Healthcare is essential to every human society as it provides a foundation for social, economic, and political development. A healthy population is more productive and makes greater contributions to development. Diseases are unavoidable when humans interact with their physical and social environments,[3] and the right to healthcare must be applied regardless of a person’s legal status. As a result, the prison, like any other institution in society must have access to healthcare. Prisoners have the right to a healthcare equivalent to the one in the community at large, access to medical care and preventive measures of good quality and cost-covered.
Adjei et al., postulate that most prisons in Sub-Saharan Africa of which Ghana is a part generally lack well-established healthcare facilities.[4] Some scholars attribute the inadequate delivery of high-quality healthcare to prisoners in Ghana to the lack of a structured relationship between the prison system and the national healthcare system.[5] The study by Baffoe-Bonnie et al. highlights a lack of critical medical equipment, which has disproportionally affected the incarcerated population, primarily consisting of individuals from low-income backgrounds. [6] Their inability to afford healthcare further limits their access to essential medical services.

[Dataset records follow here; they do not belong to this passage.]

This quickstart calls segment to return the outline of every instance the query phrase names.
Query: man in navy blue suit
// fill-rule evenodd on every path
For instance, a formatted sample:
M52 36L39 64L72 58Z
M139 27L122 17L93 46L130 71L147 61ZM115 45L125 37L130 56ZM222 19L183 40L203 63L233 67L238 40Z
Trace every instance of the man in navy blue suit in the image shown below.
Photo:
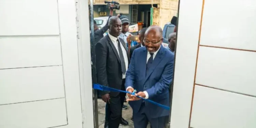
M137 91L136 95L170 106L169 87L172 81L174 55L161 45L162 29L157 26L146 31L145 47L133 52L126 72L127 91ZM169 111L128 94L133 110L134 128L163 128Z

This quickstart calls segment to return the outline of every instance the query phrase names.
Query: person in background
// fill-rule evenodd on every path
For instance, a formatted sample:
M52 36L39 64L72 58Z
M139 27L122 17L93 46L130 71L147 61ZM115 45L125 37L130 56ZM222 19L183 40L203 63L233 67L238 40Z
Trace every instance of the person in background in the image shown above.
M110 6L113 6L114 4L111 4ZM106 25L100 29L99 29L99 27L97 25L97 22L95 20L94 20L94 42L95 43L98 43L99 41L103 38L103 34L106 32L109 29L109 18L113 15L113 10L110 9L109 12L109 19L108 19ZM100 94L100 93L98 90L97 90L98 98L101 98L101 96Z
M99 84L119 90L125 90L125 73L130 61L124 41L118 37L122 24L118 17L109 19L108 35L96 44L97 82ZM101 91L102 99L106 103L105 128L118 128L120 123L128 125L122 118L122 106L125 93ZM107 113L108 114L107 115Z
M127 16L122 16L119 18L122 22L122 33L119 35L119 37L125 41L125 45L127 47L126 48L128 50L129 48L130 48L131 47L131 43L128 44L127 42L127 39L128 36L129 35L131 35L131 34L128 32L129 25L130 25L130 22L129 22L129 19L128 18L128 17ZM124 105L122 108L123 109L126 109L128 108L128 106Z
M146 32L146 30L147 30L147 28L143 28L140 31L138 35L139 41L138 42L138 44L131 47L130 50L130 52L128 52L130 55L130 58L131 58L131 56L132 55L132 52L133 52L135 49L144 46L144 42L143 42L143 40L144 40L145 32ZM127 38L127 42L129 42L130 41L129 39L129 38Z
M173 32L170 33L168 36L168 40L169 43L168 48L173 53L175 51L175 45L176 44L176 33Z
M129 46L127 42L127 38L129 35L131 35L131 34L128 32L130 22L128 17L126 16L122 16L120 17L120 19L122 22L122 33L121 33L119 38L125 41L125 45L127 48L129 48ZM130 46L130 47L131 46Z
M113 4L111 4L110 6L110 9L111 7L114 6ZM101 38L103 38L103 34L106 32L108 29L109 29L109 18L113 15L113 10L110 9L109 12L109 19L108 20L106 24L102 28L100 29L99 29L99 27L97 25L97 23L95 20L94 20L94 42L95 43L98 43L99 41Z
M169 106L174 55L161 45L162 34L162 29L157 26L151 26L146 30L145 47L133 51L125 85L127 91L132 93L136 89L137 96ZM149 121L151 128L165 127L169 110L127 95L127 101L133 110L134 128L146 128Z

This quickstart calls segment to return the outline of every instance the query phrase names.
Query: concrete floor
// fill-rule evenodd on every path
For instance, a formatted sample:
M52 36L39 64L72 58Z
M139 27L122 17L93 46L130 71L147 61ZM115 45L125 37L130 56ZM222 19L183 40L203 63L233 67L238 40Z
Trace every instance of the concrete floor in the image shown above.
M98 100L99 119L99 128L104 128L105 122L105 103L100 99ZM132 110L128 103L125 103L125 105L128 106L128 109L123 110L123 117L127 120L129 123L129 126L124 126L120 125L119 128L134 128L133 123L131 122L131 118L132 116ZM149 124L149 123L148 123ZM147 128L150 127L149 124Z

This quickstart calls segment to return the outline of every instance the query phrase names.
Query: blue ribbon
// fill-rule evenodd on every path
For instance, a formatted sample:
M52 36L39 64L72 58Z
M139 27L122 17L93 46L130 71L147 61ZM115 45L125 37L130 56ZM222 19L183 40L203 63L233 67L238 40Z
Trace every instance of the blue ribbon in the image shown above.
M128 94L129 94L131 95L134 95L135 94L135 91L134 91L132 93L131 93L128 91L123 91L123 90L120 90L118 89L116 89L109 87L108 87L105 86L104 86L100 85L99 84L93 84L93 88L95 89L97 89L97 90L100 90L101 91L115 91L115 92L124 93L128 93ZM148 99L146 99L145 98L143 98L139 96L136 96L138 98L142 99L143 100L145 100L146 101L151 103L152 103L160 107L162 107L165 109L170 110L170 107L168 106L164 105L159 103L158 103L155 102L153 101L152 100L150 100Z

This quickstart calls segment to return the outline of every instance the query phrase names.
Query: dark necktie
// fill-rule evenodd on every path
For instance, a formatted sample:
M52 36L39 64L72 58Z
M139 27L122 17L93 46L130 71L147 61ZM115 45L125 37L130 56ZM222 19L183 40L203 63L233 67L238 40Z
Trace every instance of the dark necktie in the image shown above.
M120 58L120 61L121 61L121 67L122 69L122 72L123 74L125 74L126 72L126 69L125 68L125 59L124 58L124 55L123 54L123 51L122 48L121 48L121 44L119 40L117 39L118 42L118 51L119 52L119 57Z
M150 53L150 57L148 59L148 60L147 61L147 69L146 71L147 71L148 70L150 67L150 66L152 64L152 62L153 62L153 55L154 54L153 53Z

The total number of incarcerated persons in Ghana was estimated at fourteen thousand six hundred and forty-seven (14,647) with an overcrowding rate (percentage %) of 42.69 of the national population of July 2024; with a death row of one hundred and eighty-four (187).[7] The prison studies conducted conclude that the increase in prison population without a commensurate increase in prison infrastructure naturally leads to overcrowding; the occupancy level based on the official prison capacity was 141.7 percent making Ghana the 56th most overcrowded in the world.[8]
The situation highlights the fact that the prison population in Ghana suffers from various health conditions and generally experiences poor health status. Despite this, the health and well-being of inmates in Ghana’s correctional institutions remain under-studied, especially in Kumasi, which is the second most crowded city in the country. While some studies have examined the prevalence of infectious diseases such as human immunodeficiency virus (HIV), hepatitis B virus (HBV), hepatitis C virus (HCV), and syphilis, as well as the sanitary conditions in prisons,[9] gaps persist in understanding the overall healthcare accessibility among prisoners in Ghana. Notably, existing literature reveals alarming issues, including food and nutrition insecurity, poor mental health, and limited access to quality healthcare services. Although studies have highlighted the various dimensions of health challenges faced by inmates in Ghana, most attention has focused on prisons in Greater Accra, leaving the situation in Kumasi and its implications for inmate health and rehabilitation relatively unexplored.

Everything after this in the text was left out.